E . Evaluation of Cu Status
Measurement of plasma/serum Cu concentrations can be
useful in suspected cases of Cu deficiency as low levels
are diagnostic. Similarly, measurement of plasma/serum
ceruloplasmin levels in suspected cases of deficiency can
be useful, as 90% of the Cu present in plasma/serum is
associated with this protein. Another possibility is the
analysis of diamine oxidase ( Legleiter and Spears, 2007 ).
However, it should be noted that because synthesis of ceruloplasmin
(an acute phase protein) can increase in acute
or chronic infections; thus, a normal or elevated plasma or
serum ceruloplasmin level does not rule out a deficiency.

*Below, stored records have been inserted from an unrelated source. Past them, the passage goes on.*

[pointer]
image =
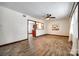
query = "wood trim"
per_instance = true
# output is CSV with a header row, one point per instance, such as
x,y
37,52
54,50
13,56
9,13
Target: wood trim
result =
x,y
12,43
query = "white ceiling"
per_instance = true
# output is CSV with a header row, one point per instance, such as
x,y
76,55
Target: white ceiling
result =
x,y
40,9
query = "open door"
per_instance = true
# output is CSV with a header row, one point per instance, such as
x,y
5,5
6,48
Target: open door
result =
x,y
30,32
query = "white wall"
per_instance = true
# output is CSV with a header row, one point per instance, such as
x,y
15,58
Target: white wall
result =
x,y
13,26
63,27
74,32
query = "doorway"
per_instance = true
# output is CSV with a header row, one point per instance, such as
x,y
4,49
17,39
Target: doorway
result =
x,y
30,24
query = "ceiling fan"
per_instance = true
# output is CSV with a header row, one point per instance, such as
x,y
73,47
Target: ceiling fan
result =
x,y
48,17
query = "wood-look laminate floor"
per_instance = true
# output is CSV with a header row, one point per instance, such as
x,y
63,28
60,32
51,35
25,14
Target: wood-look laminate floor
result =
x,y
48,45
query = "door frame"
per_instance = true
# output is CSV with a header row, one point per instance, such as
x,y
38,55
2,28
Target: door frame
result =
x,y
28,26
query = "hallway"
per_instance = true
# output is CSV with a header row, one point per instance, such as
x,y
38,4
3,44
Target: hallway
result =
x,y
47,45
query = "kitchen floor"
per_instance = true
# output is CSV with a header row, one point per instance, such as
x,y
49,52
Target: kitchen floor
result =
x,y
47,45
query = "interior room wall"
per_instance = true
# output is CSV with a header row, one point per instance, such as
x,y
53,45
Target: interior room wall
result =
x,y
63,27
74,32
13,26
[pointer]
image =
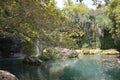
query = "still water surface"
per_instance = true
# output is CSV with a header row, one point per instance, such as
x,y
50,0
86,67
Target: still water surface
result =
x,y
87,68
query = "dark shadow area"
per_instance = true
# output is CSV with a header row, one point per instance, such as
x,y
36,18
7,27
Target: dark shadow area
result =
x,y
114,73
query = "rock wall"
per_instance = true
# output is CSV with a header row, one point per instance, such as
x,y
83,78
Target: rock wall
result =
x,y
4,75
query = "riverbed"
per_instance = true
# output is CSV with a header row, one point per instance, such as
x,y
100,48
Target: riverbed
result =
x,y
89,67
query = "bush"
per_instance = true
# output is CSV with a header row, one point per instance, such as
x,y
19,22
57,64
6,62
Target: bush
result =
x,y
49,54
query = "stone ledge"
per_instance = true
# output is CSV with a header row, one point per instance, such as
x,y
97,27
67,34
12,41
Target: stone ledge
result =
x,y
5,75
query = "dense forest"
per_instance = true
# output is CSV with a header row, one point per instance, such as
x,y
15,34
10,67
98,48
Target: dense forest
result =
x,y
25,24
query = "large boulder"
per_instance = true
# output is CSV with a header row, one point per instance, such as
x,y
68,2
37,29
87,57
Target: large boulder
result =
x,y
4,75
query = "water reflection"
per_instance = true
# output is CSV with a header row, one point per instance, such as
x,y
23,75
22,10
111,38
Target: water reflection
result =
x,y
86,68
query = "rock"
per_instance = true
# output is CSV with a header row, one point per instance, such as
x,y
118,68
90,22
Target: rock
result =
x,y
4,75
32,60
64,52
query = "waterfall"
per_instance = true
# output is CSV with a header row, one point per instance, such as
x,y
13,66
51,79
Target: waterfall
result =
x,y
37,48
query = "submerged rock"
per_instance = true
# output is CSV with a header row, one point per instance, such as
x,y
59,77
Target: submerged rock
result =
x,y
32,60
4,75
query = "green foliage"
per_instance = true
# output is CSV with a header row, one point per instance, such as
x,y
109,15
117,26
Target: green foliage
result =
x,y
114,14
48,54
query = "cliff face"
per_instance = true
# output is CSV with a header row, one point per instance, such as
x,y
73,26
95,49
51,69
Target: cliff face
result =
x,y
4,75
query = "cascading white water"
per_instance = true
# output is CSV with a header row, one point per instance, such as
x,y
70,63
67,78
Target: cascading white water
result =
x,y
37,48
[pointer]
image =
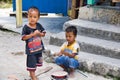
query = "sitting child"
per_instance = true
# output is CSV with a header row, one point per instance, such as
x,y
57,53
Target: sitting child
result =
x,y
68,56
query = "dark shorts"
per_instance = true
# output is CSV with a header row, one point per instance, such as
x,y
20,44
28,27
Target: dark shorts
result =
x,y
33,61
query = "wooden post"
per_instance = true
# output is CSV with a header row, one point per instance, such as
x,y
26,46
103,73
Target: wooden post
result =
x,y
18,13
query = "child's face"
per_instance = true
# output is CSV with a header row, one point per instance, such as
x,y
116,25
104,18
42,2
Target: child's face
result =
x,y
70,37
33,17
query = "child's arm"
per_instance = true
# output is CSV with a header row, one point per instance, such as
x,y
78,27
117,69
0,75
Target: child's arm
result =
x,y
41,34
26,37
67,54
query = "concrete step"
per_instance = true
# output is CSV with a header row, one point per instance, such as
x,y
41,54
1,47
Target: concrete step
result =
x,y
95,63
91,45
102,14
95,29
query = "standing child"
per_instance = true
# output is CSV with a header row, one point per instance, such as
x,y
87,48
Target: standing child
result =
x,y
31,34
68,56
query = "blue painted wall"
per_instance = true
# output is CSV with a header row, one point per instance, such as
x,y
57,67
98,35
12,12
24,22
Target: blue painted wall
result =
x,y
45,6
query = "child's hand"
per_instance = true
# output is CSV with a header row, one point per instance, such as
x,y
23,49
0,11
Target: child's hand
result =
x,y
57,54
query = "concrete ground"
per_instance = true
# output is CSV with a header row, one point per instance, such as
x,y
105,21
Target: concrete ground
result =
x,y
12,58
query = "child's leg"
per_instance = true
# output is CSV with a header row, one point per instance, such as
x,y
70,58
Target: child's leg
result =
x,y
32,75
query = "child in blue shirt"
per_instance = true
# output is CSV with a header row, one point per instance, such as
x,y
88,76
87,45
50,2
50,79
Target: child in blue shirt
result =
x,y
68,56
31,34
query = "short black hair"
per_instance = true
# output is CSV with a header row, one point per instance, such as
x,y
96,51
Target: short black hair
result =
x,y
71,29
34,8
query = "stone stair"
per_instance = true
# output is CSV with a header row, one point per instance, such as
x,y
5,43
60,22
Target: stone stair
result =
x,y
100,47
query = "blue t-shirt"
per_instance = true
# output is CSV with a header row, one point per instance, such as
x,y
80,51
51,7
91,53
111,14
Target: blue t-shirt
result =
x,y
34,45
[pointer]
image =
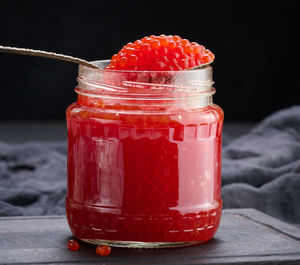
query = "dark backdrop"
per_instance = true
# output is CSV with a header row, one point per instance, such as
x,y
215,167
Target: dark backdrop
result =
x,y
256,45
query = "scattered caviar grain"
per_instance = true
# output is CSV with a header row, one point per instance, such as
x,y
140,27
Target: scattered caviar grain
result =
x,y
73,245
103,250
160,53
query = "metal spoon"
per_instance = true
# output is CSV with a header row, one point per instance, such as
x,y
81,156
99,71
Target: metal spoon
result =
x,y
52,55
62,57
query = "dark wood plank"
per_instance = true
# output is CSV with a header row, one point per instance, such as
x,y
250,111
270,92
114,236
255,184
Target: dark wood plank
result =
x,y
245,236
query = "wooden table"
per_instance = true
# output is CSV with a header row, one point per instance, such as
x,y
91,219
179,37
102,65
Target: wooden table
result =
x,y
245,236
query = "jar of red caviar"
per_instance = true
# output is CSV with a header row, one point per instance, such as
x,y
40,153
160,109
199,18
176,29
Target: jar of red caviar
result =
x,y
144,158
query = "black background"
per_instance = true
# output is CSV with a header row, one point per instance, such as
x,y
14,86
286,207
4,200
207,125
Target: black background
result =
x,y
256,44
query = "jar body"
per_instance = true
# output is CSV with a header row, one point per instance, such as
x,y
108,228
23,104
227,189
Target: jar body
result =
x,y
144,158
145,178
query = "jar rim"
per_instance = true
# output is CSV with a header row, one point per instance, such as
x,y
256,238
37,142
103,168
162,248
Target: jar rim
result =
x,y
140,85
103,63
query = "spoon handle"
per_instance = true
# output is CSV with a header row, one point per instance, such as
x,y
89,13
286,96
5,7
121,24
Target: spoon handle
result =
x,y
52,55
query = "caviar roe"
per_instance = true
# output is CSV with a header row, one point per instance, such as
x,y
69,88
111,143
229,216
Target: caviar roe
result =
x,y
160,53
103,250
73,245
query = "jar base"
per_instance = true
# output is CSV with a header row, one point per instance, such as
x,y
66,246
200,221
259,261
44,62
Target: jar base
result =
x,y
139,244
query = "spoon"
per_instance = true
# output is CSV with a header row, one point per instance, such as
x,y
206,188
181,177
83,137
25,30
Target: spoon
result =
x,y
62,57
52,55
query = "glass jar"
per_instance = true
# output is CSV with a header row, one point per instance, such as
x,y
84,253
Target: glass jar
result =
x,y
144,158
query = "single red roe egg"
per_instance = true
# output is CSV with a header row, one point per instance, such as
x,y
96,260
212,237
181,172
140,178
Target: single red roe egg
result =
x,y
160,53
73,245
103,250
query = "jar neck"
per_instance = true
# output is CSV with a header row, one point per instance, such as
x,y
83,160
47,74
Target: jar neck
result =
x,y
144,90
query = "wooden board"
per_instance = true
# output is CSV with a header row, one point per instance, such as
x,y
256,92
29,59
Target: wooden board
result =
x,y
245,236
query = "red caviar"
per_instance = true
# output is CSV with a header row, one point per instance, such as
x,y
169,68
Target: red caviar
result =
x,y
160,53
73,245
144,152
103,250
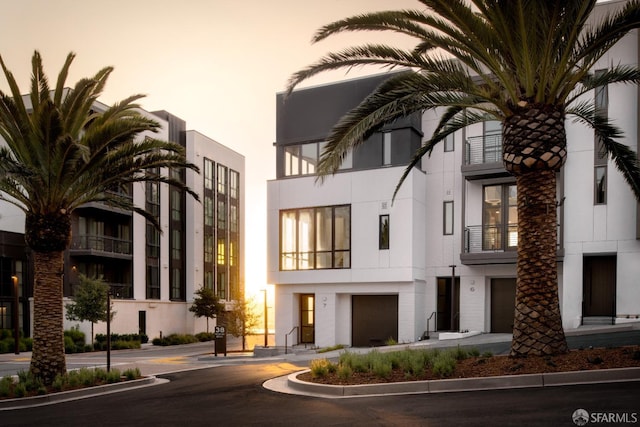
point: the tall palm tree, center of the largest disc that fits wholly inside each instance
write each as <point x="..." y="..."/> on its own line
<point x="525" y="63"/>
<point x="59" y="153"/>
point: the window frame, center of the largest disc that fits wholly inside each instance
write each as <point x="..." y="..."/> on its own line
<point x="384" y="232"/>
<point x="309" y="259"/>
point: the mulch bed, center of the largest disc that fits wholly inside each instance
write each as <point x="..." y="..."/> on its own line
<point x="473" y="367"/>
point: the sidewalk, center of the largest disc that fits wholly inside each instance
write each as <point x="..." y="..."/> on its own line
<point x="200" y="356"/>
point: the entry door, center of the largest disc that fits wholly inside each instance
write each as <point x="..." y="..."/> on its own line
<point x="503" y="300"/>
<point x="447" y="304"/>
<point x="307" y="319"/>
<point x="142" y="322"/>
<point x="599" y="278"/>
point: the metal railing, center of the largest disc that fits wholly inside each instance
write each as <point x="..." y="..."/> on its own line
<point x="286" y="340"/>
<point x="103" y="244"/>
<point x="483" y="149"/>
<point x="490" y="238"/>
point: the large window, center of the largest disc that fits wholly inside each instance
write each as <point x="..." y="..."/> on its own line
<point x="302" y="159"/>
<point x="500" y="217"/>
<point x="601" y="101"/>
<point x="315" y="238"/>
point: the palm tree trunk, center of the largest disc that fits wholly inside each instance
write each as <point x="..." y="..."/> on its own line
<point x="537" y="328"/>
<point x="48" y="358"/>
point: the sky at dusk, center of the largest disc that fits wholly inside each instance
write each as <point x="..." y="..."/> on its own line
<point x="217" y="64"/>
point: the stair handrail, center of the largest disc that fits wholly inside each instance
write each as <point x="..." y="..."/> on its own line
<point x="286" y="336"/>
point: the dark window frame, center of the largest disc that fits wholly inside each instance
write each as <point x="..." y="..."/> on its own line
<point x="338" y="256"/>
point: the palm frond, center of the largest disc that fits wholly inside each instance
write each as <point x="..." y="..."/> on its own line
<point x="625" y="159"/>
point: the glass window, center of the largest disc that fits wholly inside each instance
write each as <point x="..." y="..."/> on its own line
<point x="383" y="232"/>
<point x="222" y="215"/>
<point x="386" y="148"/>
<point x="234" y="184"/>
<point x="222" y="179"/>
<point x="308" y="158"/>
<point x="600" y="186"/>
<point x="449" y="143"/>
<point x="492" y="144"/>
<point x="500" y="217"/>
<point x="292" y="160"/>
<point x="447" y="214"/>
<point x="208" y="174"/>
<point x="315" y="238"/>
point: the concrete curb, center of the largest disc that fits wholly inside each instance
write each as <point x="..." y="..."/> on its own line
<point x="464" y="384"/>
<point x="51" y="398"/>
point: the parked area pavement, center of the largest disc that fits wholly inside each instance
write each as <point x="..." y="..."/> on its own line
<point x="154" y="362"/>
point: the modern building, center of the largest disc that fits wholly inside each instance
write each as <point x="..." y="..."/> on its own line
<point x="153" y="275"/>
<point x="351" y="267"/>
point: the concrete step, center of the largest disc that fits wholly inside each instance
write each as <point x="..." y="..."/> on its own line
<point x="597" y="320"/>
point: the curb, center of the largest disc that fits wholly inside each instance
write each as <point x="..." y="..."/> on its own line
<point x="465" y="384"/>
<point x="63" y="396"/>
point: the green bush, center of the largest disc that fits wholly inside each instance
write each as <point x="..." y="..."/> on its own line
<point x="175" y="339"/>
<point x="205" y="336"/>
<point x="120" y="341"/>
<point x="320" y="368"/>
<point x="132" y="374"/>
<point x="444" y="364"/>
<point x="6" y="386"/>
<point x="74" y="341"/>
<point x="344" y="372"/>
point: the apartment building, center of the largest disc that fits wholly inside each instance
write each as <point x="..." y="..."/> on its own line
<point x="152" y="275"/>
<point x="351" y="267"/>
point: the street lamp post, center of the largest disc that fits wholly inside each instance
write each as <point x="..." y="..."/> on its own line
<point x="266" y="324"/>
<point x="16" y="321"/>
<point x="109" y="330"/>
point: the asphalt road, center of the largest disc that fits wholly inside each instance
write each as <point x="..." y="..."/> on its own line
<point x="234" y="396"/>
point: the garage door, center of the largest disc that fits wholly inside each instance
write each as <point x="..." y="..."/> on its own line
<point x="503" y="302"/>
<point x="374" y="319"/>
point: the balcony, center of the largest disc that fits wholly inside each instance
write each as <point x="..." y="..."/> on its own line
<point x="101" y="246"/>
<point x="490" y="244"/>
<point x="483" y="157"/>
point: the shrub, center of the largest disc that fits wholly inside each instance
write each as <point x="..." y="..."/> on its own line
<point x="344" y="372"/>
<point x="460" y="353"/>
<point x="6" y="386"/>
<point x="132" y="374"/>
<point x="320" y="368"/>
<point x="120" y="341"/>
<point x="73" y="341"/>
<point x="444" y="364"/>
<point x="205" y="336"/>
<point x="381" y="367"/>
<point x="175" y="339"/>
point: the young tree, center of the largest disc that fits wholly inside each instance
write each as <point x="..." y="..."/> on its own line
<point x="59" y="153"/>
<point x="242" y="318"/>
<point x="527" y="64"/>
<point x="89" y="302"/>
<point x="206" y="304"/>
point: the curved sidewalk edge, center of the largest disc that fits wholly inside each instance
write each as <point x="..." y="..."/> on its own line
<point x="64" y="396"/>
<point x="292" y="385"/>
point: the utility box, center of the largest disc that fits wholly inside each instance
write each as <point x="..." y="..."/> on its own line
<point x="220" y="339"/>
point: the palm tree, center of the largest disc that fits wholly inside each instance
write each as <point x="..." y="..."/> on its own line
<point x="524" y="63"/>
<point x="59" y="154"/>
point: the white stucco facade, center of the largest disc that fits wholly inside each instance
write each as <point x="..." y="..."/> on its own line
<point x="598" y="248"/>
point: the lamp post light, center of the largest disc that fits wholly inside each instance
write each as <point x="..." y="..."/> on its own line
<point x="266" y="327"/>
<point x="109" y="330"/>
<point x="16" y="326"/>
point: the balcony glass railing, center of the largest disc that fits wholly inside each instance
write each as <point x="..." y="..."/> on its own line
<point x="490" y="238"/>
<point x="483" y="149"/>
<point x="103" y="244"/>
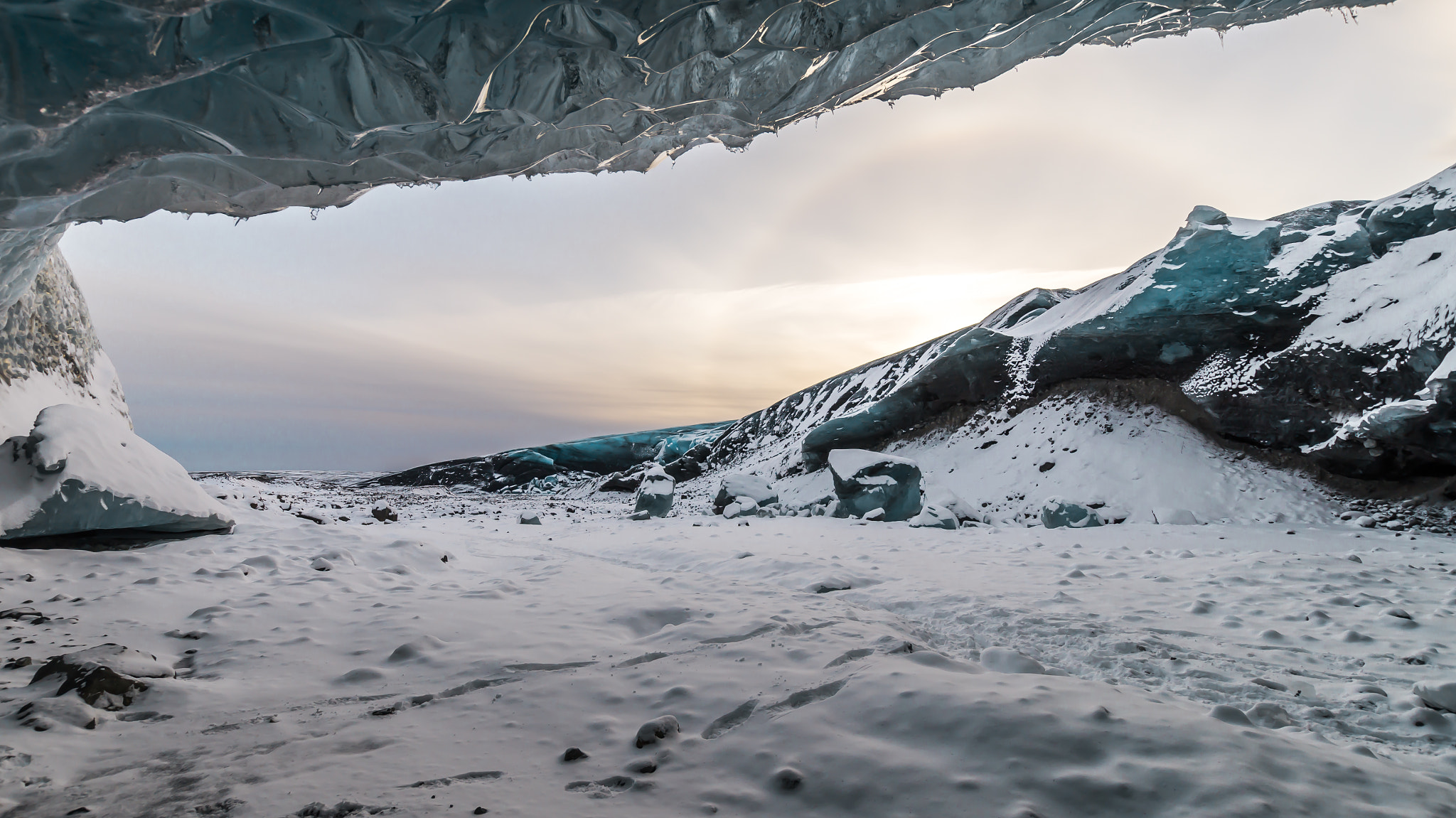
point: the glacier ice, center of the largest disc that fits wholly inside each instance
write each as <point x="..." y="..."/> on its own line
<point x="1327" y="332"/>
<point x="1057" y="512"/>
<point x="542" y="468"/>
<point x="874" y="485"/>
<point x="83" y="470"/>
<point x="654" y="497"/>
<point x="737" y="485"/>
<point x="244" y="107"/>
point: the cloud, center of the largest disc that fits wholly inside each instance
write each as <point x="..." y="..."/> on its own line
<point x="427" y="323"/>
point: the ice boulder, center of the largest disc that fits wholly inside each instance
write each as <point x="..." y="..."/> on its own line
<point x="1057" y="512"/>
<point x="865" y="480"/>
<point x="742" y="507"/>
<point x="1174" y="517"/>
<point x="737" y="485"/>
<point x="654" y="497"/>
<point x="933" y="517"/>
<point x="83" y="470"/>
<point x="943" y="497"/>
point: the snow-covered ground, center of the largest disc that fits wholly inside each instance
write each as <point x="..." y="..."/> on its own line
<point x="444" y="662"/>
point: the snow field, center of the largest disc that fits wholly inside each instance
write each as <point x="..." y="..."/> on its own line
<point x="458" y="654"/>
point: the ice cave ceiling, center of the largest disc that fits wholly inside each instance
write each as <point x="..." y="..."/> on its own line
<point x="118" y="108"/>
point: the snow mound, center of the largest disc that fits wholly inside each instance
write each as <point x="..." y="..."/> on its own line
<point x="83" y="470"/>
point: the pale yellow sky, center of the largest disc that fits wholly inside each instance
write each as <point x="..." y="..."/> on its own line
<point x="427" y="323"/>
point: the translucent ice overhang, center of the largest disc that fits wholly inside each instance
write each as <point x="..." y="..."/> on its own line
<point x="118" y="108"/>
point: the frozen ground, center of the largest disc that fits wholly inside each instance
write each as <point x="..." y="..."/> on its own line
<point x="446" y="662"/>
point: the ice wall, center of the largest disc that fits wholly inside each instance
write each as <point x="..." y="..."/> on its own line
<point x="1328" y="330"/>
<point x="48" y="351"/>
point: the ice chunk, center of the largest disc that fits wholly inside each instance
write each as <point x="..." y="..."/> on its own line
<point x="1438" y="693"/>
<point x="868" y="480"/>
<point x="1008" y="660"/>
<point x="740" y="485"/>
<point x="83" y="470"/>
<point x="933" y="517"/>
<point x="654" y="495"/>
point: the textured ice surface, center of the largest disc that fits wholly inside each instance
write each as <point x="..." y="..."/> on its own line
<point x="85" y="470"/>
<point x="50" y="353"/>
<point x="117" y="109"/>
<point x="395" y="669"/>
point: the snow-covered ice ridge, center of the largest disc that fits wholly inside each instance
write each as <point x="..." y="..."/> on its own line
<point x="1322" y="340"/>
<point x="1325" y="330"/>
<point x="449" y="661"/>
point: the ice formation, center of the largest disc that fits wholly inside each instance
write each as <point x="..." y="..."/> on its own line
<point x="118" y="109"/>
<point x="545" y="468"/>
<point x="1322" y="340"/>
<point x="115" y="109"/>
<point x="83" y="470"/>
<point x="1312" y="330"/>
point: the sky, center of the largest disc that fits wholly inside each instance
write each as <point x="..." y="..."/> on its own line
<point x="429" y="323"/>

Increased synthesis of ceruloplasmin is thought to be in
part mediated by a leukocyte endogenous mediator, and
excessive production of ceruloplasmin is a consequence of
a number of diseases that can result in marked redistribution
of hepatocyte Cu pools into plasma. Elevated plasma or
serum Cu concentrations have been reported to occur as a
result of excessive Cu feeding in rats, sheep, and pigs,
however, given that high plasma/serum Cu levels can also
reflect a number of stress syndromes, a finding of high
whole blood or plasma Cu levels should not be the sole criterion
for diagnosis of Cu toxicosis ( Stern et al. , 2007 ).
In sheep and cattle, Cu concentrations below 0.5 μ g/
ml are considered diagnostic for Cu deficiency. Although
measurement of whole blood Cu has been widely used
in diagnosing Cu deficiency, it is currently thought that
measurement of erythrocyte CuZnSOD is preferable as
it better reflects the functional Cu status of the animal.
Complementary measurements of Cu chaperones, such as
CCS, may also be eventually used for assessment ( Keen
and Uriu-Adams, 2006 ).
Liver Cu concentrations have been used as an indicator
of Cu status in animals. The effect of low Cu diets on liver
Cu levels can be dramatic. Ataxic lambs suffering from Cu
deficiency can have levels below 5 μ g/g (0.079 μ mol/g)
compared to control levels of 25 to 75 μ g/g (0.394 to
1.181 μ mol/g). Similarly, high levels of dietary Cu elevate
hepatic Cu content. Levels in excess of 500 μ g/g
(7.87 μ mol/g) in adult sheep have been reported.